1. The `reward_to_go` function to be used in the REINFORCE algorithm.
1. The `surrogate_loss` function to be used for gradient descent.

Recall from our REINFORCE algorithm:


>For each timestep in our trajectory $(t= 1, ..., T)$:
  1. Compute the `reward_to_go`: $\sum_{k=t}^{T}\gamma^{k-t}R(k)$
  1. Update the policy parameters using: $\theta\gets\theta+\alpha R(t)\nabla_\theta \log(\pi_\theta(a_t | s_t))$

And that we minimize a `surrogate_loss` to give us the desired gradient above:

> $L(s,a) = -R(\tau)\log(\pi_\theta(a | s))$

In practice we use the mean across a whole rollout:

> $Loss = \frac{-\sum_{t=1}^{T}R(t)\log(\pi_\theta(a_t | s_t)}{T}$

Where here $R(t)$ is the `reward_to_go` at timestep $t$.

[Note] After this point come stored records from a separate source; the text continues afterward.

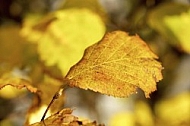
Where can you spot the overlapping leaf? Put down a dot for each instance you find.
(117, 66)
(65, 118)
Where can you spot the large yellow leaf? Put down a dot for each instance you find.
(117, 66)
(63, 35)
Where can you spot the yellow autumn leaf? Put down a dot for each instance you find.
(17, 82)
(48, 87)
(117, 65)
(63, 35)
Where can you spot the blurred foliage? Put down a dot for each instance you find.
(37, 37)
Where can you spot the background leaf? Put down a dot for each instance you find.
(172, 21)
(65, 118)
(117, 66)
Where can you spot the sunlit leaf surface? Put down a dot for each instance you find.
(62, 36)
(117, 65)
(16, 82)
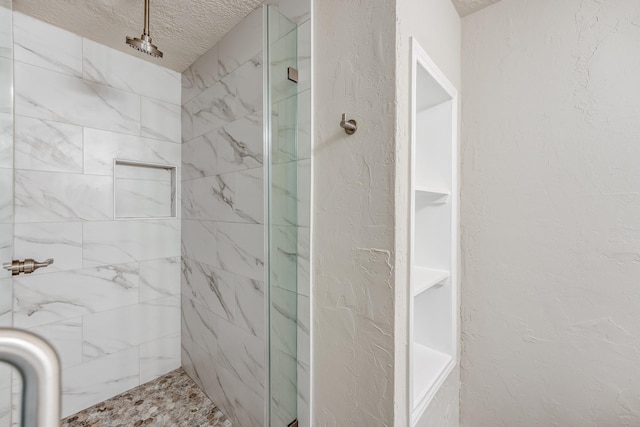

If you need a refresher, you can refer back to the slides on the [tutorial home page](http://rl-starterpack.github.io/). If you're curious about the full implementation, it can be found in the [repo for this tutorial](https://github.com/RL-Starterpack/rl-starterpack/blob/main/rl_starterpack/agents/pg.py).

In [None]:
# TODO: Fill in these two methods
class MyPolicyGradient(PG):
  @staticmethod
  def reward_to_go(reward, terminal, discount):
      """
      Reward to go implementation.
      Args:
          reward (np.ndarray[float]): 1-D array of rewards for the current, complete episode rollout. For example:
              [0., 0., 0., 0., 1.] would represent a rollout with 5 timesteps where the agent received a reward of 1
              at the last timestep and a reward of 0 at every other timetstep.
          terminal (np.ndarray[int]): 1-D array representing whether or not the timestep is "terminal" (i.e. the 
              episode has finished). Same dimension as `reward`. For example:
              [0., 0., 0., 0., 1.] would represent a rollout with 5 timesteps where the last timestep is terminal.
          discount (float): Discount factor in the range [0,1].
      Returns:
          np.ndarray: 1-D array representing the reward to go at every timestep. Should have the same dimensions as 
              `reward` and `terminal`.
      """
      raise NotImplementedError

  @staticmethod
  def surrogate_loss(rollout_value, log_prob):
      """
      Surrogate loss implementation.
      Args:
          rollout_value (torch.Tensor[float]): 1-D array of reward_to_go, as computed by reward_to_go.
          log_prob (torch.Tensor[float]): 1-D array of log probabilities for the agent actions given the current state.
              Same dimension as rollout value.
      Returns:
          torch.Tensor[float]: Scalar of the current loss. Note you may need to use the `my_tensor.mean()` function.
      """
      raise NotImplementedError

Run the cells below to test that your implementation works!

In [None]:
def test_reward_to_go(pg):
    reward = np.array([0, 0.2, 0.5, 0.8])
    terminal = np.array([0, 0, 0, 1])
    discount = 0.9
    r2g = pg.reward_to_go(reward, terminal, discount)
    expected_r2g = np.array([1.1682, 1.298 , 1.22  , 0.8])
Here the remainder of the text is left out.